Mera and Tempest are met by mages of the Silent School outside the Crown of Thorns. We learn why Tempest quit the Silent School, and he finds a means of hopefully getting Mera back into Atlantis.
On my last review of Aquaman, I said that, while this story is good, it needs to be work on wrapping itself up soon.
I’m going to do something that is not often done on the internet and admit that I was wrong. The story didn’t need to end, it just needed a new angle to keep the plot fresh and interesting. I frankly should have known better given that Ta-Nehisi Coates’ Black Panther is among my favorite comics being published right now, and its first arc lasted about a year.
Hard-and-fast rules are often made up because of a trend. People, myself included, get tired of monolithic and winding multi-part comic books story arcs, so we said they were a bad thing. However, padding is the real villain here. If a comic can justify its story’s length, then that’s fine. Have a lengthy multi-stage story arc. If it’s just that long because of padding and fluff and unnecessary two-page spreads, then that’s not a justification. Cut out the fat and leave the story shorter.
I do understand that some creative teams chop up stories because of awkward and creativity-killing corporate initiatives and tie-ins. They do have my sympathy there, but it doesn’t make the split apart stories any more readable.
In any case, Aquaman #29 injects some life back into “Underworld” while still moving in the direction of a finale soon.
Well, I say a finale. The story of Corum Rath’s tyranny and the dominance of Atlantis’ fundamentalism will likely extend beyond “Underworld.” It currently looks to be a stage of a larger story about Rath and Atlantis.
Aquaman’s character gets pushed forward in an interesting way by Dolphin, and he gets a little bit of his spark back. It is genuinely left up in the air where is story will go from here. We get some backstory on Tempest which is surprisingly dark.
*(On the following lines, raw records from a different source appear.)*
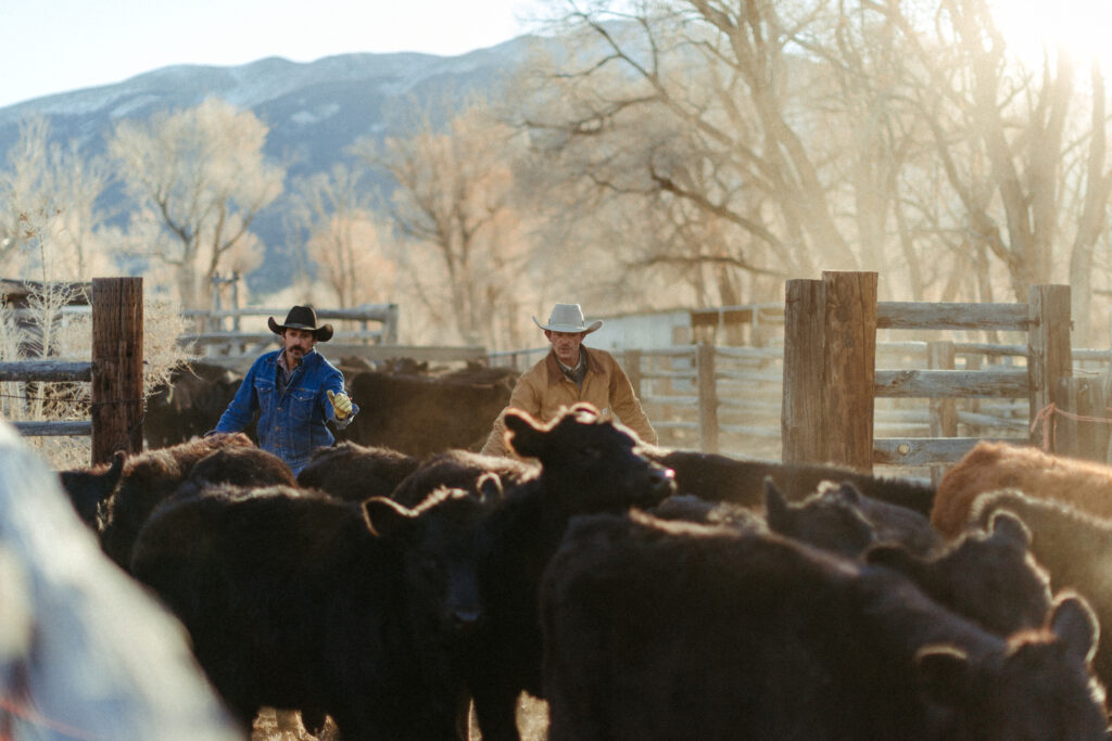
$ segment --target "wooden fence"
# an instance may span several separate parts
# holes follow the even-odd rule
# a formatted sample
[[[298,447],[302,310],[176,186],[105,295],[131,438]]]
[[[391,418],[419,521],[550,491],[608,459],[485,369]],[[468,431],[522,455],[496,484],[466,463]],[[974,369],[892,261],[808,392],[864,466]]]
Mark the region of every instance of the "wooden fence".
[[[1026,367],[940,367],[950,363],[943,358],[944,346],[935,346],[933,369],[877,371],[876,330],[884,328],[1024,331]],[[1027,303],[970,304],[877,302],[876,273],[868,272],[824,272],[821,281],[788,281],[783,460],[834,462],[862,470],[872,470],[874,463],[952,463],[977,440],[874,439],[877,397],[1026,399],[1031,431],[1011,441],[1042,441],[1037,422],[1063,401],[1059,390],[1071,373],[1066,286],[1033,286]]]
[[[92,463],[142,450],[142,278],[92,280],[92,358],[0,362],[0,381],[89,382],[90,420],[14,421],[20,434],[91,435]]]
[[[1112,353],[1070,348],[1068,287],[1033,287],[1027,303],[877,302],[856,291],[868,281],[790,281],[783,342],[620,352],[662,444],[937,477],[976,440],[1045,433],[1052,450],[1105,459]],[[1020,341],[983,341],[999,337]],[[545,352],[490,362],[524,369]]]

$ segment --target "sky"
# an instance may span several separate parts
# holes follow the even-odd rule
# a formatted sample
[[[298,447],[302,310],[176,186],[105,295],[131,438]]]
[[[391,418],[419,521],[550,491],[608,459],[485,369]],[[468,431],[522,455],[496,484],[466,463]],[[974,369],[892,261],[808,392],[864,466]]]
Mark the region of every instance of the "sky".
[[[540,0],[0,0],[0,107],[171,64],[455,56],[530,30]]]

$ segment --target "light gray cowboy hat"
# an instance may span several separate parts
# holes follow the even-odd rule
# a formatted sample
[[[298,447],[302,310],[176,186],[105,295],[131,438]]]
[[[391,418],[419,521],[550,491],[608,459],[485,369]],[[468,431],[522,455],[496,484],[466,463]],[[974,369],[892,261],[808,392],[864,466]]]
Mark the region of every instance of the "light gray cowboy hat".
[[[270,317],[267,319],[267,324],[275,334],[281,334],[284,329],[306,329],[312,332],[317,342],[327,342],[332,339],[332,326],[317,326],[317,311],[312,307],[294,307],[286,314],[284,323],[279,324],[274,317]]]
[[[557,303],[553,307],[553,312],[548,314],[548,323],[542,324],[537,318],[533,318],[533,323],[540,329],[552,332],[586,332],[592,333],[603,326],[602,319],[596,319],[588,327],[583,319],[583,309],[578,303]]]

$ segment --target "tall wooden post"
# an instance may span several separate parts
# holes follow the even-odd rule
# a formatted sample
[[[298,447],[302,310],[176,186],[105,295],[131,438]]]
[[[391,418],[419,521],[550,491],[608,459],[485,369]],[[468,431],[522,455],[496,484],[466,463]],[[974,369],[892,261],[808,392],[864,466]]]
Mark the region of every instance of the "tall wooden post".
[[[1041,445],[1051,403],[1061,405],[1059,383],[1073,374],[1070,346],[1070,287],[1032,286],[1027,290],[1027,383],[1031,389],[1031,442]],[[1039,424],[1035,421],[1040,420]],[[1049,434],[1054,452],[1054,435]]]
[[[718,452],[718,392],[715,385],[714,346],[699,343],[695,349],[698,379],[698,444],[705,453]]]
[[[830,462],[873,470],[876,273],[824,271],[826,392],[822,433]]]
[[[826,460],[823,434],[823,312],[821,280],[790,280],[784,288],[784,391],[781,458],[785,463]]]
[[[954,370],[954,343],[934,340],[926,343],[926,367],[932,370]],[[931,399],[927,402],[932,438],[957,437],[957,404],[951,398]],[[944,465],[931,467],[931,482],[937,485],[946,472]]]
[[[142,450],[142,278],[93,278],[93,464]]]
[[[634,395],[641,399],[641,350],[626,350],[623,352],[622,368],[629,379],[629,385],[633,387]]]

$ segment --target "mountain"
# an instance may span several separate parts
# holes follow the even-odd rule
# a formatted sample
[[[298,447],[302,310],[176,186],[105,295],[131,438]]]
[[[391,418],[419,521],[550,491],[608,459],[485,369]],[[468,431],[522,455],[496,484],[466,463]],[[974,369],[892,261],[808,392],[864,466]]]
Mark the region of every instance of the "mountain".
[[[216,96],[254,111],[269,126],[266,153],[284,163],[291,179],[349,161],[345,149],[360,137],[390,133],[384,113],[394,102],[443,96],[463,100],[470,91],[495,89],[538,42],[538,37],[523,36],[457,57],[353,53],[314,62],[274,57],[238,67],[161,68],[116,84],[0,108],[0,153],[18,140],[27,116],[48,117],[53,139],[76,140],[91,156],[105,151],[108,134],[122,119],[192,108]],[[120,198],[108,196],[113,197]],[[281,212],[279,200],[254,223],[267,246],[262,267],[247,277],[254,290],[266,292],[290,279]]]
Mera does her badass Mera thing and stops at nothing to get back into Atlantis. The plot with Vulko and Ondine takes an entertaining turn.
Also, Aquaman has an unexpected ally in all of this.
In short, this comic did not leave me bored or disappointed, and I’m feeling better about its length so long as it keeps this level of intrigue.
The incredible art of Stjepan Sejic remains just that—incredible. I’ve gushed over his work so much…and I’m going to continue doing so here. The texture and detail he gives to the world is very absorbing. He makes Tempest’s magic look so cool, and he gives a personality to this world which could be mimicked by no one. He leaves a personal stamp on Aquaman.
Aquaman #29 continues the story of “Underworld” in an interesting and effective manner. This story remains great, and I look forward to where it will go by the end. It gets a recommendation, and you should definitely hop on board the Aquaman train.